No such regulations were in place on March 30, 1981, when Brady, press secretary to President Ronald Reagan, was struck in a spray of bullets fired by John W. Hinckley Jr., a mentally troubled college dropout who believed that shooting the president would impress actress Jodie Foster.

Reagan was a couple of paces from his limousine when he was hit. Also wounded were a Secret Service agent and a District of Columbia police officer. But the image of Brady splayed on the sidewalk with the most serious injuries was unforgettable. The bullet damaged the right section of his brain, paralyzing his left arm, weakening his left leg, damaging his short-term memory and impairing his speech.

The Brady Handgun Violence Prevention Act was passed 12 years after the shooting and began a new era of background checks and waiting periods for many gun buyers. The Bradys never stopped their fight for gun control, advocating for the restoration of a federal ban on assault weapons, which expired in 2004.

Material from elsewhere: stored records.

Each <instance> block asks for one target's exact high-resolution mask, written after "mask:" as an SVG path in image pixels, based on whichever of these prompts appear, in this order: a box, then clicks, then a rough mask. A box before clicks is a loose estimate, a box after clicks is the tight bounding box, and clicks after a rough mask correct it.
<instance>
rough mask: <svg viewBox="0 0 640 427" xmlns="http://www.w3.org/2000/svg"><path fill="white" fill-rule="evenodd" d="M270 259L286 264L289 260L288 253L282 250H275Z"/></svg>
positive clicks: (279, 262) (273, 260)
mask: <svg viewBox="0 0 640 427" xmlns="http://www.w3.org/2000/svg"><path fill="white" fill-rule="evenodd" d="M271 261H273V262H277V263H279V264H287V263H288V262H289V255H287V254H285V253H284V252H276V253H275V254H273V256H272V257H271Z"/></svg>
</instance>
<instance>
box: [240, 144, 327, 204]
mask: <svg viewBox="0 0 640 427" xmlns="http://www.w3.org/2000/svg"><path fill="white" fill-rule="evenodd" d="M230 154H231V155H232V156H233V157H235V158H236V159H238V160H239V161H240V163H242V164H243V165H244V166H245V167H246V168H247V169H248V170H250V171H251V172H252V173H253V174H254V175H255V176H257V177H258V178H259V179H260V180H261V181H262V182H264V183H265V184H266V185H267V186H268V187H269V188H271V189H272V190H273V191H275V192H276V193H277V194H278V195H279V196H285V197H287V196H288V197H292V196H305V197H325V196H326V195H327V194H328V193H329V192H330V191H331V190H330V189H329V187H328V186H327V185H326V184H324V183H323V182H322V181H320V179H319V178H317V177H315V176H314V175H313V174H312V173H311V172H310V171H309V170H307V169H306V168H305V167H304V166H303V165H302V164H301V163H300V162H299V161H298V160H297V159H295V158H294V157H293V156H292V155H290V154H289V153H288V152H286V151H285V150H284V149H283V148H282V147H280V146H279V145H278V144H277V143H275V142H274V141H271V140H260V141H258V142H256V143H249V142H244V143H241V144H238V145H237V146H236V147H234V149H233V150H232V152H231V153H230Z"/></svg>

He stood up for Gov. Andrew M. Cuomo last year when the governor pushed his gun control bill through the State Legislature. The Bradys also called for universal background checks and supported a bill that closed a loophole that had allowed the gunman in the 2007 Virginia Tech shooting to buy weapons even though he had earlier been committed to a mental hospital. President George W. Bush signed that measure into law in January 2008.

Because of Brady’s unflagging efforts, when it comes to gun safety, times have changed for the better.